Which 2kWh Station Fits Your Priorities?
The AFERIY P280 wins this comparison on measurable specs: more output power, higher surge, faster charging, lighter weight, bigger expansion path, and a longer warranty — all at a lower price. For buyers who prioritize performance per dollar, the P280 is the clear pick.
The Anker F2000 earns its spot for buyers who value the intangibles: a polished app ecosystem, quieter GaN inverter technology, wheeled portability on flat surfaces, and the confidence of buying from a brand with a decade of US market presence. Those intangibles cost a premium — and in this case, the premium also buys less output power, less expansion, and more weight.
For the buyer trying to power a home office through storm season, the F2000's quiet GaN inverter and reliable app monitoring make it livable as an always-on backup sitting behind a desk. For the buyer assembling a modular off-grid system — starting with the base unit and adding expansion batteries and solar panels over time — the P280's higher output ceiling, dual solar inputs, and 10,240Wh expansion path make it the foundation that scales. The use cases are different enough that both stations find their audience despite the spec-sheet gap.

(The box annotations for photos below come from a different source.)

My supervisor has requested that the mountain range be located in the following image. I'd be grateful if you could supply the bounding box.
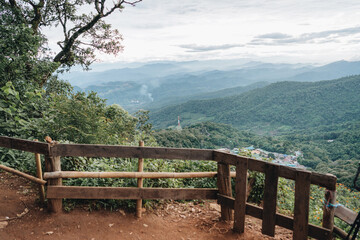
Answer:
[150,75,360,131]
[63,59,360,112]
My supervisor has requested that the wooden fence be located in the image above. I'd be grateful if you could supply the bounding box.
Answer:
[0,137,336,239]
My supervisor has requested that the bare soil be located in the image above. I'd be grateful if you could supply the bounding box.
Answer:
[0,172,292,240]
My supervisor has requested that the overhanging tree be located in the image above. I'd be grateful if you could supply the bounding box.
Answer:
[0,0,142,86]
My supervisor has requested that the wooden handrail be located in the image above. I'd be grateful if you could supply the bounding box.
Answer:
[52,144,214,160]
[44,171,236,179]
[0,137,337,239]
[0,165,46,185]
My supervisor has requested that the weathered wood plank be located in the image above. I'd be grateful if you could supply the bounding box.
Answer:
[136,141,144,218]
[47,186,218,200]
[0,136,48,154]
[34,148,45,204]
[217,163,233,221]
[218,194,331,239]
[0,165,46,185]
[293,171,311,240]
[335,205,358,225]
[262,165,279,237]
[322,189,336,239]
[45,156,62,213]
[44,171,236,179]
[52,144,213,160]
[214,150,336,190]
[334,226,348,239]
[234,159,248,233]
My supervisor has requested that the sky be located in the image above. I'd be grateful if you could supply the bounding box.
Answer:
[49,0,360,64]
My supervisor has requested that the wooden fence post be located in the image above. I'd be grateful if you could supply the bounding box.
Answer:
[262,164,279,237]
[217,162,233,221]
[34,139,45,204]
[293,170,311,240]
[35,153,45,204]
[136,141,144,218]
[322,186,336,239]
[234,158,248,233]
[45,144,62,213]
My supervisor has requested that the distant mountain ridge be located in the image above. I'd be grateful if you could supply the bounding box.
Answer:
[151,75,360,130]
[66,60,360,111]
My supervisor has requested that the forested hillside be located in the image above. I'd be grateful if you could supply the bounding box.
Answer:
[154,122,360,186]
[151,75,360,131]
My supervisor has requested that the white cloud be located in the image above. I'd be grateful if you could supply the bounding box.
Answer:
[45,0,360,62]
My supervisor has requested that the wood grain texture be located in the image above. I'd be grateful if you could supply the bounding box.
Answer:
[0,136,48,154]
[136,141,144,218]
[53,144,213,160]
[47,186,218,200]
[44,171,236,179]
[214,150,337,190]
[234,159,248,233]
[262,164,279,237]
[217,163,233,221]
[35,153,45,204]
[293,171,311,240]
[218,194,331,239]
[335,205,358,225]
[45,156,62,213]
[322,189,336,237]
[0,165,46,185]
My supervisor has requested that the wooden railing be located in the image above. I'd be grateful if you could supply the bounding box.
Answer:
[0,137,336,239]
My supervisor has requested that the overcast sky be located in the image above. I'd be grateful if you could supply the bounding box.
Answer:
[47,0,360,63]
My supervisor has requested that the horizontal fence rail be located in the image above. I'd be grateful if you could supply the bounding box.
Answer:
[0,136,49,154]
[0,137,337,240]
[44,171,236,179]
[52,144,214,160]
[48,186,218,200]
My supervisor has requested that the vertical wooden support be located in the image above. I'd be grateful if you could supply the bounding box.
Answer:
[136,141,144,218]
[293,170,311,240]
[35,153,45,204]
[34,139,45,204]
[322,188,336,239]
[217,162,233,221]
[45,144,62,213]
[262,164,279,237]
[234,158,248,233]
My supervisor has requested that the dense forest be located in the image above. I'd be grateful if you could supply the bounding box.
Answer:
[0,1,360,236]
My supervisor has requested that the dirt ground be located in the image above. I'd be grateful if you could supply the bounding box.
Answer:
[0,172,292,240]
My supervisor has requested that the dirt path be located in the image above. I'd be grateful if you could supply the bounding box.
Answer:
[0,172,292,240]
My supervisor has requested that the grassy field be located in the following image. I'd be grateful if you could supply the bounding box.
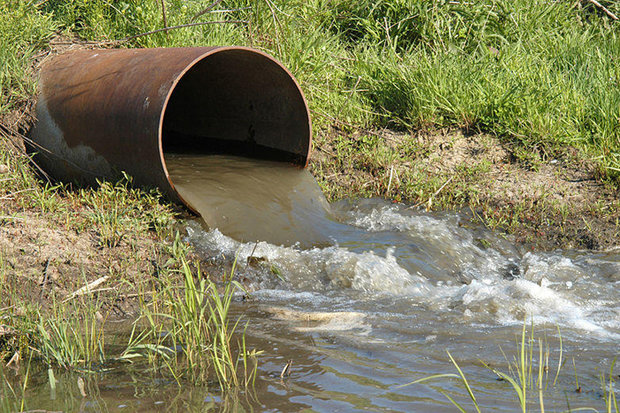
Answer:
[0,0,620,398]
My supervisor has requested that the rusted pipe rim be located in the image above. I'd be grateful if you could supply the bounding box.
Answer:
[157,46,312,213]
[29,46,312,208]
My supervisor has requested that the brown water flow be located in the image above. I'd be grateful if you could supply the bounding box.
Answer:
[166,154,339,247]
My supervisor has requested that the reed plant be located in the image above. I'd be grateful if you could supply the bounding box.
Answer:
[399,321,618,413]
[121,254,258,389]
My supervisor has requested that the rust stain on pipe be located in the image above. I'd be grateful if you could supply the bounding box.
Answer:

One more thing: if you are leaning toward Anker, check the Anker C2000 Gen 2 before buying the F2000. It outperforms the F2000 on every metric — 25 lbs lighter, faster charging, 4,000W surge, 9W idle draw — and has effectively replaced the F2000 in Anker's lineup. The F2000 is a good station that was great in its era. The P280 and the C2000 Gen 2 represent where the market has moved.